Last updated: Mar 29, 2026

Quick Overview

This question evaluates proficiency in survival analysis and time-to-event modeling, including defining survival and hazard functions, handling right-censoring and left-truncation, encoding time-varying covariates, and interpreting hazard ratios from Cox PH versus Weibull AFT models.

  • hard
  • Uber
  • Statistics & Math
  • Data Scientist

Model waiting-time abandonment via survival

Company: Uber

Role: Data Scientist

Category: Statistics & Math

Difficulty: hard

Interview Round: Onsite

Model rider abandonment as a function of time already waited. Using survival analysis, define S(t) (survival), h(t) (hazard), and key covariates (quoted ETA, surge multiplier, time-of-day, location). Explain how to handle right-censoring (completed rides), left-truncation, and time-varying covariates; compare a Cox proportional-hazards model vs. a Weibull AFT model, interpret hazard ratios, and compute the median additional wait tolerated under median covariates.
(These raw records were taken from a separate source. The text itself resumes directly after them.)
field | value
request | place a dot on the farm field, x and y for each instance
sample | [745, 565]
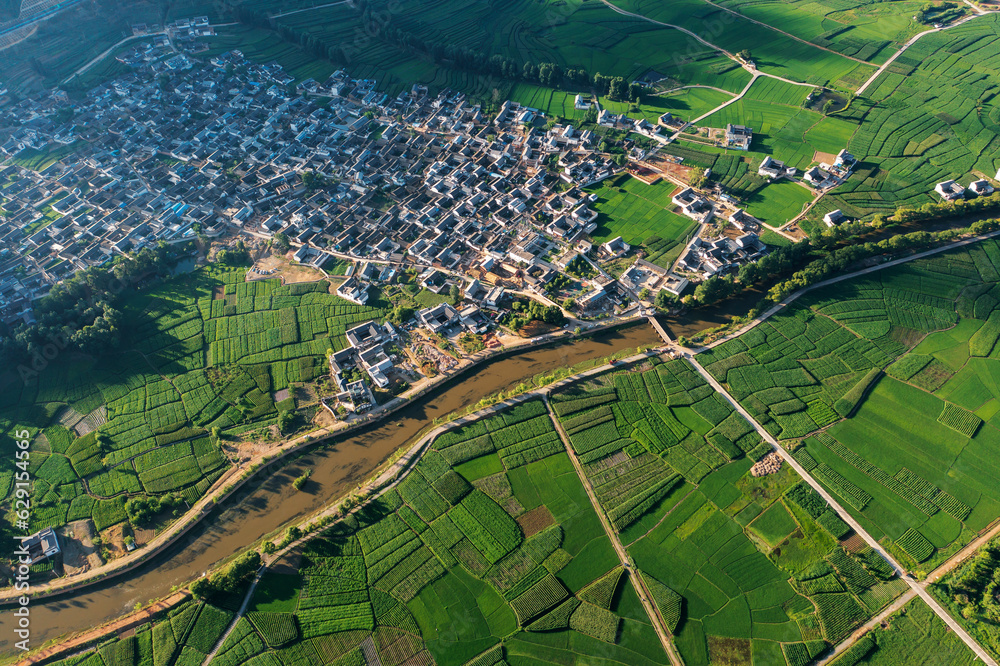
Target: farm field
[782, 128]
[203, 351]
[911, 459]
[488, 548]
[776, 53]
[629, 208]
[685, 104]
[913, 635]
[691, 103]
[742, 563]
[965, 593]
[904, 149]
[865, 31]
[572, 35]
Describe diagnostics for proportional hazards and how violations change your specification.

Quick Answer: This question evaluates proficiency in survival analysis and time-to-event modeling, including defining survival and hazard functions, handling right-censoring and left-truncation, encoding time-varying covariates, and interpreting hazard ratios from Cox PH versus Weibull AFT models.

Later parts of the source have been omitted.